Si je peux faire un reproche cependant, c'est sur une petite pirouette du scénario. Ce coup d'accident de voiture, les flics fouillent la boîte à gants, et embarquent le père... Ca tient pas : d'une part, les héros sont vraiment pas en tort, et elle peut tout à fait dire qu'elle a klaxonné pour appeler son père -- c'est ce qu'elle faisait, nonobstant le gars au milieu de la route. Il n'y a pas tentative d'homicide à coup de klaxon. Et elle aurait très bien pu klaxonner pour prévenir le type qu'il allait se faire écraser. On peut me dire : oui mais ça tient pas devant les flics, elle peut mentir. Mais y'a des témoins, plein, et ils pouvaient dire que la voiture fautive était pas blanche. Ou que la voiture blanche était garée pendant l'accident ; ils l'ont vue puisque ça doit être les témoins qui ont signalé la voiture que les flics ont poursuivie jusqu'à trouver les héros sur un parking d'hôpital bien plus loin. Ensuite, on trouve un gros sachet de dope dans la boîte à gant. Ca c'est délirant : depuis le début elle cache sa blanche, on voit ça quand elle passe la douane. Et puis elle a déjà vendu le sachet qu'elle gardait dans sa ceinture : pourquoi elle en aurait laissé un deuxième traîner dans la bagnole ? Après ça, je ne pense pas qu'on foute quelqu'un en prison pour consommation de drogue. Pour du traffic, oui, mais là y'en avait pas des masses. En plus ça aurait demandé une enquête des Stupéfiants, qui auraient très vite reconstitué le parcours des deux depuis la Norvège (tickets, témoins). Et puis, pour ces quelques grammes, un petit séjour est tout à fait suffisant. Enfin, c'est le but de la manoeuvre qui me chiffonne le plus : pourquoi en mettre un en prison ? ça demandait pas ça. Cette fin-là sent son "allez, on leur rajoute encore une misère pour faire bonne mesure". Et j'apprécie pas, c'est gratuit ; c'est du pathétique plus que du dramatique. Pasque vraiment, on n'avait pas besoin de les envoyer en prison pour qu'elle lui renvoie l'ascenseur, ou qu'on aie la dernière petite scène sur la vraie paternité.

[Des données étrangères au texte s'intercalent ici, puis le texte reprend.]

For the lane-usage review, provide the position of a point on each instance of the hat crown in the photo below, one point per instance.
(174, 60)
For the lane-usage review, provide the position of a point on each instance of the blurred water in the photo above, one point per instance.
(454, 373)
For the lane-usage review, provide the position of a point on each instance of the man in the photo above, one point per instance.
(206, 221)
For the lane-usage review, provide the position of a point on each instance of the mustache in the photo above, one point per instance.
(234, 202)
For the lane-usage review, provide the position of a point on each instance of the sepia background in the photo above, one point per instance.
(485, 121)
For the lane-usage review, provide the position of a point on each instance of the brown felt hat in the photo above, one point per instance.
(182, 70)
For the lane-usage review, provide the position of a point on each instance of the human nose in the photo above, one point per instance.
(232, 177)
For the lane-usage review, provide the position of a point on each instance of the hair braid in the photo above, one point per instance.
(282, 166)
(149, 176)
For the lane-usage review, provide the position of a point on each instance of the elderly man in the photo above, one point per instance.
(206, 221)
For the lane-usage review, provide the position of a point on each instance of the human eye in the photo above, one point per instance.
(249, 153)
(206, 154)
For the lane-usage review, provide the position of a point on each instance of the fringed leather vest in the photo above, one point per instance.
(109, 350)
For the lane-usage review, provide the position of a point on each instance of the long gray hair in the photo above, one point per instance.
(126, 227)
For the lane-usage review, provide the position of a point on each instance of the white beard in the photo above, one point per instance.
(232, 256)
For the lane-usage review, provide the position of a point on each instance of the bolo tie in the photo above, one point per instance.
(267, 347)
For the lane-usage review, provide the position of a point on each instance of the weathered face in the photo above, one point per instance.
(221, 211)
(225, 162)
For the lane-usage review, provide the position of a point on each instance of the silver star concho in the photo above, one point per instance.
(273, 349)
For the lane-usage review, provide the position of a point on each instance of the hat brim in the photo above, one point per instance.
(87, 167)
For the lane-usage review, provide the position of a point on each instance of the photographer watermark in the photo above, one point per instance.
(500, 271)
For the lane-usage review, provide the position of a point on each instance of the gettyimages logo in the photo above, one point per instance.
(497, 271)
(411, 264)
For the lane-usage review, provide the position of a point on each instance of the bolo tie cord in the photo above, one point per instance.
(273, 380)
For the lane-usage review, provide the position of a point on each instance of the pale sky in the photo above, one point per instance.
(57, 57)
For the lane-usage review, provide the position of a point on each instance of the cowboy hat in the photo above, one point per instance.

Et puis je viens de lire, toute les scènes urbaines du film ont été tournées à Glasgow alors que ça se déroule entre Londres et Aberdeen. C'est dommage. Avec ça, comme signalé plus haut, l'accent qui est paraît-il pas convaincant. Dommage.

> > > Spoilerchan off < < <

On ne sort pas de là grandi, ni vraiment philosophe. Un peu songeur, mais le film n'est pas une pierre blanche, une grand réflexion, ou une piste sur la Réponse à l'Univers, la Vie, et le Reste. C'est un tableau que l'on peut garder dans une chambre, à voir et revoir quand on est d'humeur, pour manger de la vie des autres et s'en nourrir. Et puis il y a des scènes relativement déchirantes et d'autres relativement soulageantes. J'aime bien Ian Hart. J'aime vraiment Ian Hart.

Je retiendrai en assez bon représentant du film, la bande son. Il y a tout au long du film une musique intimiste, lancinante, jolie, qui s'étale sur plusieurs scènes à différents volumes. Du saxo alto, de la guitare, du piano de chambre, un peu d'électro légère, toute une ambiance de nuit. Et cette chanson de Chet Baker, qui m'envole vers mon petit présent, et qu'on peut chanter à celles :

I get along without you very well,
of course i do,
except when soft rains fall
and drip from leaves, then i recall
the thrill of being sheltered in you arms,
of course i do,
but i get along without you very well.

I've forgotten you just like i should,
of course i have,
except to hear your name or someone's laugh,
that is the same,
but i've forgotten you just like i should.

What a guy, what a fool am i,
to think my breaking heart could kid the moon
what's in store, should i phone once more?
no, it's best that i stick to my tune

I get along without you very well,
of course i do,
except perhaps in spring, but i should
never think of spring,
for that would surely break my heart in two.